Bu mükerrer davetler neticesinde 1922 sonlarında Ankara'ya gelmiş ve Mecliste resmi bir "hoşâmedi merâsimiyle karşılanmıştır. Ankara'da kaldığı günlerde, yeni kurulan devlete hakim olan kadronun dîne bakış tarzının menfi olduğunu görünce, on maddelik bir beyannâme hazırlayarak Meclis âzâlarına dağıtmıştır. Bu beyannâmede yeni inkılâbın mimarlarını İslâm şeâirine sahip çıkmaya çağırmış; akabinde Mustafa Kemal'le birkaç görüşmesi olmuştur. Kendisine şark umümi vaizliği, milletvekilliği ve Diyanet azalığı teklif edilmiş; ancak Bediüzzaman bu teklifleri kabul etmeyerek Van'a dönmüştür.
O sıralarda çıkan Şeyh Said hadisesiyle hiçbir ilgisi olmadığı, hatta hadise öncesinde kendisinden destek isteyen Şeyh Said'i bu niyetinden vazgeçirmeye çalıştığı halde, Bediüzzaman hadise sonrasında, Van'da ikamet ettiği uzlethânesinden alınarak Burdur'a, oradan da Isparta'nın Barla nâhiyesine götürülmüştür. Burada "manevi cihad" hizmetini başlatmış birbiri peşi sıra telif ettiği eserlerde İmân esaslarını terennüm etmiştir.

Bu eserler, imanını tehlikede hisseden halkın büyük teveccüh ve rağbetine mazhar olmuş; elden ele dolaşarak hızla yayılmıştır. O devrede elle yazılarak çoğaltılan eserlerin toplam tirajı 600.000'i bulmuştur. Başlattığı hizmetin halka mal olması, devrin idarecilerini rahatsız ettiğinden 1935'te Eskişehir, 1943'te Denizli, 1947'de Afyon, 1952'de de İstanbul mahkemelerine çıkarılmıştır. Bunlardan netice alınamamış, ancak Bediüzzaman yine rahat bırakılmamış; Kastamonu'da, Emirdağ'da, Isparta'da sıkı tarassud ve takip altında yaşamaya mecbur bırakılmıştır.

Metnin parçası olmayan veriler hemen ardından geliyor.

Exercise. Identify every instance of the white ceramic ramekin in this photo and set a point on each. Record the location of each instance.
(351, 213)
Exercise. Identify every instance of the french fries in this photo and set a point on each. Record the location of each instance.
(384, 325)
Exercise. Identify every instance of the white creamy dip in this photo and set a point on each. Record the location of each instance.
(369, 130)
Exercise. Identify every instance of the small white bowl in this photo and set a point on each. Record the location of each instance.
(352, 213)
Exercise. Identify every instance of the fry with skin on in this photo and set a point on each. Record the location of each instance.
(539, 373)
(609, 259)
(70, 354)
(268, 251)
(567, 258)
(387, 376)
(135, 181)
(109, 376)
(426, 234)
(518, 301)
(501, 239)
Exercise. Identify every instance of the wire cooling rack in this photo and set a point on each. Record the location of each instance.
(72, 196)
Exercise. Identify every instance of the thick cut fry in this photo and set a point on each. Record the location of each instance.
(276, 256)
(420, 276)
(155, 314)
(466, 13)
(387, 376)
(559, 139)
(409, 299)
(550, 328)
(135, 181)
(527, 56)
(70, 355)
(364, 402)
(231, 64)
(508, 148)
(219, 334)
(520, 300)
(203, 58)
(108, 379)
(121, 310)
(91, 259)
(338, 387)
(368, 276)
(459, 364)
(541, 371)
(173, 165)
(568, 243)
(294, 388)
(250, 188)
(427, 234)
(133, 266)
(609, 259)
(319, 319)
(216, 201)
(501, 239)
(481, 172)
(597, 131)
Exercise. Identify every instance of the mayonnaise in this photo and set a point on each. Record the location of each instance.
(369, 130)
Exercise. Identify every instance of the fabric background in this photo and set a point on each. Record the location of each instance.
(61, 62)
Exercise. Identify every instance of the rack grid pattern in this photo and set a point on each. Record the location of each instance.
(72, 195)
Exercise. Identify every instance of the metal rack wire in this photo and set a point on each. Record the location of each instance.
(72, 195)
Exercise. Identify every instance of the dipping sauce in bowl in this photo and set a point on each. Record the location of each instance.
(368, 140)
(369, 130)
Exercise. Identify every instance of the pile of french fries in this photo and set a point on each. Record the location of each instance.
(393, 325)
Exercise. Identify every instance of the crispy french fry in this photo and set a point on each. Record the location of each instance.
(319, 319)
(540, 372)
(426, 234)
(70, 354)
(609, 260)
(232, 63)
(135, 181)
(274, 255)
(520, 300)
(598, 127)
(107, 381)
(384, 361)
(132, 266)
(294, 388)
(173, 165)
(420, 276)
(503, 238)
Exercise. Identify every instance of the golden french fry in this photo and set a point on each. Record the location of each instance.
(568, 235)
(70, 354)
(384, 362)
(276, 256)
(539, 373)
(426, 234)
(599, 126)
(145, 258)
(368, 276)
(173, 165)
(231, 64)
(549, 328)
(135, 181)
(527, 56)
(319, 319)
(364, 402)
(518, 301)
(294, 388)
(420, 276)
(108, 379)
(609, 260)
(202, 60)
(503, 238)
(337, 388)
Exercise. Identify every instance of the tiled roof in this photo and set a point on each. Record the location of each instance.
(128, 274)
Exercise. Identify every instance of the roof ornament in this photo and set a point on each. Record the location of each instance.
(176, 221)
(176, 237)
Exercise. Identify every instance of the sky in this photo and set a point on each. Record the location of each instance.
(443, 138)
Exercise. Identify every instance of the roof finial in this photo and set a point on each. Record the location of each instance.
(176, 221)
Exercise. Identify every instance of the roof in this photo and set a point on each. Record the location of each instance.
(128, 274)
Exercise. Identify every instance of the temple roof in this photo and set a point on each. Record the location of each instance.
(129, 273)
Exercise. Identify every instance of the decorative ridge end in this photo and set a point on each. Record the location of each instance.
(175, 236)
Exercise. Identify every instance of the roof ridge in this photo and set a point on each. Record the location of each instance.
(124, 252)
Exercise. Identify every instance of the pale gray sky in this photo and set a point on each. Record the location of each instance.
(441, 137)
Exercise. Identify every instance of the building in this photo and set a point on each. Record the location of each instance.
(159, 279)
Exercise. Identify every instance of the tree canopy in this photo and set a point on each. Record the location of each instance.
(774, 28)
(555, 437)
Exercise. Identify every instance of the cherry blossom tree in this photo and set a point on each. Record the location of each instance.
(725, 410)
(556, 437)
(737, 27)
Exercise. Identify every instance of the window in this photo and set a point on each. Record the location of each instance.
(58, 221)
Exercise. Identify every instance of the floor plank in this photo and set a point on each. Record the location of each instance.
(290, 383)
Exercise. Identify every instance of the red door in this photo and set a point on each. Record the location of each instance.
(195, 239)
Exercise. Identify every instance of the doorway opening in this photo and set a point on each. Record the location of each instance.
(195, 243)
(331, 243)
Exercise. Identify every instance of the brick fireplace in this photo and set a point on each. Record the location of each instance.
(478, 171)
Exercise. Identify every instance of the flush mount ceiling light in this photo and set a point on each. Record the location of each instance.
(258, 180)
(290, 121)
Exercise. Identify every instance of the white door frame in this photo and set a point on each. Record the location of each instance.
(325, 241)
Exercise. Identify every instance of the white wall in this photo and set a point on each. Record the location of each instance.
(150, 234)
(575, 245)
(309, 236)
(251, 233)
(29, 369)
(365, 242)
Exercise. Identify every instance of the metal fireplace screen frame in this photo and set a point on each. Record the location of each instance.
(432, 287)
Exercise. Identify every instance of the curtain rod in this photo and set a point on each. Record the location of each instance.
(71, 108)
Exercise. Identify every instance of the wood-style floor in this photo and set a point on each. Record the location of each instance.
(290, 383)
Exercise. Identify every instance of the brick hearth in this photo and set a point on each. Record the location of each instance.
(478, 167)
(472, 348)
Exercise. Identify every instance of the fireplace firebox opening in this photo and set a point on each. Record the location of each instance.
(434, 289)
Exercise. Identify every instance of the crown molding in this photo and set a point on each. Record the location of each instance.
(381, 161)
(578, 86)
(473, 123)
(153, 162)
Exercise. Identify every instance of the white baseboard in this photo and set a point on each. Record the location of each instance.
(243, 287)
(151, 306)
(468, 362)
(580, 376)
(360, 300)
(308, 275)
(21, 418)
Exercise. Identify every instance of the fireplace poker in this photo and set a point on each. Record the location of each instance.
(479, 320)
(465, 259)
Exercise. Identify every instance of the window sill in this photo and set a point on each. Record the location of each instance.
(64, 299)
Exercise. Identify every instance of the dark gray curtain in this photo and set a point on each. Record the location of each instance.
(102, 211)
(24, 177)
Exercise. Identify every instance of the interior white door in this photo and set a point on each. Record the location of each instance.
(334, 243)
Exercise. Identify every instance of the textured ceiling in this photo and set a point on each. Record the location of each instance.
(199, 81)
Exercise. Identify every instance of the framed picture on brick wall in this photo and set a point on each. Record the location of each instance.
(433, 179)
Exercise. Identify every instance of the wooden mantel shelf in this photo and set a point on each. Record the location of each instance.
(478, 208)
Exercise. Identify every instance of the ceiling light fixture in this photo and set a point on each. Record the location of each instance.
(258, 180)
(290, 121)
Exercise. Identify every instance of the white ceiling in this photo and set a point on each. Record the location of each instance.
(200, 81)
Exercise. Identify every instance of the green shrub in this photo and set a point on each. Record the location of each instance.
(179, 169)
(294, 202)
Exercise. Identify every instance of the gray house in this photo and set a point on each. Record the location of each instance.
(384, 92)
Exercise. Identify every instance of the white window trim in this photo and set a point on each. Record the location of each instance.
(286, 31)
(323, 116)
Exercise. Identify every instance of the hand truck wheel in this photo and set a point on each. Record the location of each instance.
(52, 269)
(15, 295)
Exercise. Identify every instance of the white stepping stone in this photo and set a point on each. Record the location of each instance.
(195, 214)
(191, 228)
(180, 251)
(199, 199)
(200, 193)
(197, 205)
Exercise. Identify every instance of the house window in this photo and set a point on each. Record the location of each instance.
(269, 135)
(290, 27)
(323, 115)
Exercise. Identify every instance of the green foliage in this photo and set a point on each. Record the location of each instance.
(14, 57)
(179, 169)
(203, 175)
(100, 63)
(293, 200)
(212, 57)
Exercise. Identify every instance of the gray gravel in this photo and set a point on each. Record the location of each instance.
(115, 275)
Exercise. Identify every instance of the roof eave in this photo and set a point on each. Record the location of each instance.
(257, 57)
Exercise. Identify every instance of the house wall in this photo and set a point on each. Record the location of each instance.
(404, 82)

Ömrünün son günlerine kadar keyfi muamele ve eziyetlerden kurtulamayan Bediüzzaman, buna rağmen, îman hizmetini büyük bir kararlılıkla devam ettirmiş; o zor şartlar altında telif ettiği 6000 küsur sayfalık Risâle-i Nur külliyatını tamamlamaya ve yaymaya muvaffak olmuştur. Kur'ân'ı bu asrın idrâkine uygun ve ikna edici bir üslûpla izah ve ispat eden ve vehbî olarak, ilhamen kaleme alınan bu eserler, onun çileli hayatının en güzel meyvesidir.